Best guess; this is in spa_sync_props() (module/zfs/spa.c) where we call vdev_config_dirty() when setting comment or compatibility (around line 8730); something might be wrong with the logic here, but I honestly don't know enough about the internals to confirm. @behlendorf any ideas who might know most about the ins and outs of the SPA config manager?

@behlendorf
Copy link
Contributor

Thanks for digging in to this. You're right, the issue is in spa_sync_props() and I'm a bit surprised I didn't notice this when reviewing the original patch. ZFS stores pool properties in the DMU_OT_POOL_PROPS object which gets written out every time a property is modified. So they're always persistent. However, it looks like there was one exception to this rule and that was the comment property was added to the pool configuration object instead. Since the configuration rarely changes it's only updated on a clean pool export or when doing something like adding/removing a device from the pool.

The problem here is that the compatibility property was mistakenly added to the configuration object instead of the DMU_OT_POOL_PROPS object, which is why it can get lost. We're going to need to move it to the right object. That means updating spa_sync_props() something like this:

diff --git a/module/zfs/spa.c b/module/zfs/spa.c
index 26995575a..e2dcaa902 100644
--- a/module/zfs/spa.c
+++ b/module/zfs/spa.c
@@ -8725,19 +8725,6 @@ spa_sync_props(void *arg, dmu_tx_t *tx)
                        spa_history_log_internal(spa, "set", tx,
                            "%s=%s", nvpair_name(elem), strval);
                        break;
-               case ZPOOL_PROP_COMPATIBILITY:
-                       strval = fnvpair_value_string(elem);
-                       if (spa->spa_compatibility != NULL)
-                               spa_strfree(spa->spa_compatibility);
-                       spa->spa_compatibility = spa_strdup(strval);
-                       /*
-                        * Dirty the configuration on vdevs as above.
-                        */
-                       if (tx->tx_txg != TXG_INITIAL)
-                               vdev_config_dirty(spa->spa_root_vdev);
-                       spa_history_log_internal(spa, "set", tx,
-                           "%s=%s", nvpair_name(elem), strval);
-                       break;
 
                default:
                        /*
@@ -8804,6 +8791,11 @@ spa_sync_props(void *arg, dmu_tx_t *tx)
                        case ZPOOL_PROP_MULTIHOST:
                                spa->spa_multihost = intval;
                                break;
+                       case ZPOOL_PROP_COMPATIBILITY:
+                               strval = fnvpair_value_string(elem);
+                               if (spa->spa_compatibility != NULL)
+                                       spa_strfree(spa->spa_compatibility);
+                               spa->spa_compatibility = spa_strdup(strval);
                        default:
                                break;
                        }

And then updating spa_ld_get_props() to properly restore the value and set spa->spa_compatibility on import.
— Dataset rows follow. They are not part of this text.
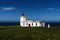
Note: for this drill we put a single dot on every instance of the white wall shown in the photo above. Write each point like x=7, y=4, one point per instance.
x=34, y=24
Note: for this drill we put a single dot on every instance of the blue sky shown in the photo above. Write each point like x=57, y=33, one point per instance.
x=11, y=10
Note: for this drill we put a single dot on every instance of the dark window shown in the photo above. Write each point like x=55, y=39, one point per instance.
x=32, y=24
x=36, y=24
x=26, y=23
x=23, y=23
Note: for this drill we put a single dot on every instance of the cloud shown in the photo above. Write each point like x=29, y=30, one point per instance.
x=8, y=8
x=52, y=9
@colmbuckley would you mind taking a crack at this fix? While this code still isn't in a tagged release we may still want to add some compatibility code to first check the DMU_OT_POOL_PROPS object for the property, and then fallback to looking in the configuration object. Just so we don't cause this property to be lost on any systems already using this feature.

@colmbuckley
Copy link
Contributor

Gah; just bad luck that I picked the one exceptional property to base my extension on.

I'll have a look at this during the week, and will think about how we might recover from people using pre-production code with the incorrect location.

@behlendorf
Copy link
Contributor

Well upon second thought maybe this actually is a better location than with the other properties. By storing it in the configuration object this information is more easily available without needing to fully import the pool. That might be handy to get an idea of what level of compatibility is required.
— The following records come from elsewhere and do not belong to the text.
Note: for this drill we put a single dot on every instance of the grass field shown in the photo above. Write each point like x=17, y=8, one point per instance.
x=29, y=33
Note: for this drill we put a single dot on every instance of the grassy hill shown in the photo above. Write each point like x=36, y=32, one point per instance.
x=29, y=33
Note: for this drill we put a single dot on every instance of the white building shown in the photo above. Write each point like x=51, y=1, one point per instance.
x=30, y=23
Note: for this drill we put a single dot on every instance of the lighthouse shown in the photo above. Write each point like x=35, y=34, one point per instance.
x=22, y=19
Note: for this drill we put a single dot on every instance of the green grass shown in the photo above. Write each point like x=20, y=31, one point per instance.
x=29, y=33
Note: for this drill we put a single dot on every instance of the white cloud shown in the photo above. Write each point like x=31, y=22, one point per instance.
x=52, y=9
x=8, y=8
I've gone ahead and opened PR #12276 which fixes this by simply making sure the cache file gets updated as well when the compatibility property is modified. That avoids any ugliness about moving the location of where this value is stored. If you somehow went out of your way to use a stale cache file you could still reproduce this, but that seems pretty unlikely.

@colmbuckley if you've got a few minutes to take a look please do.
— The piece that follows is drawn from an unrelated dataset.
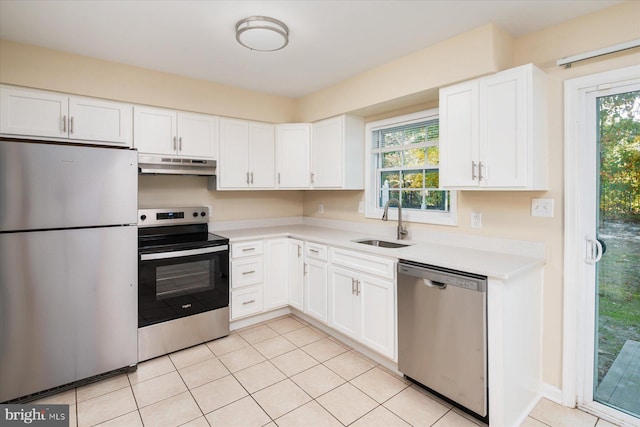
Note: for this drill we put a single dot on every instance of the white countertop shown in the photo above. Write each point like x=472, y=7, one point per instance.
x=488, y=263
@behlendorf behlendorf removed the Status: Triage Needed New issue which needs to be triaged label Jun 23, 2021
@colmbuckley
Copy link
Contributor

What, you mean all the time I spent yesterday learning about how the ZAP works was wasted?!?!!

I was going to suggest that, if we move compatibility into the pool props object, we should probably do the same for comment; the logic is fairly straightforward - on import, look in both locations but prefer the props object to the config object; on write/sync/export, delete these from the config object and make sure they're in the props object.

But I don't have any objections to including them in config instead - I see some benefit to having properties which only affect userland being there, so that they can be inspected before a full import.

Will take a look at yours now.

@behlendorf
Copy link
Contributor

Not necessarily! My initial inclination was to do exactly what you're proposing. However, after a little reflection keeping both properties in the configuration didn't seem so unreasonable. Plus it avoided the (minimal) complexity of needing to check two locations and maybe even has some advantages. So I opted to make the smaller fix for now.

I wouldn't be against moving both the compatibility and comment property in to the props objects. That's what it's for after all and it would be nice to keep all of this information stored in just one place. So if you happen to have put a patch together which does this instead, I'd love to take a look!

@behlendorf
Copy link
Contributor

I've merged #12276 which is really the minimal change need to resolve the immediate bug.

behlendorf added a commit that referenced this issue Jun 24, 2021
Unlike most other properties the 'compatibility' property is stored
in the pool config object and not the DMU_OT_POOL_PROPS object.

This had the advantage that the compatibility information is available
without needing to fully import the pool (it can be read with zdb).
However, this means we need to make sure to update both the copy of
the config in the MOS and the cache file.  This wasn't being done.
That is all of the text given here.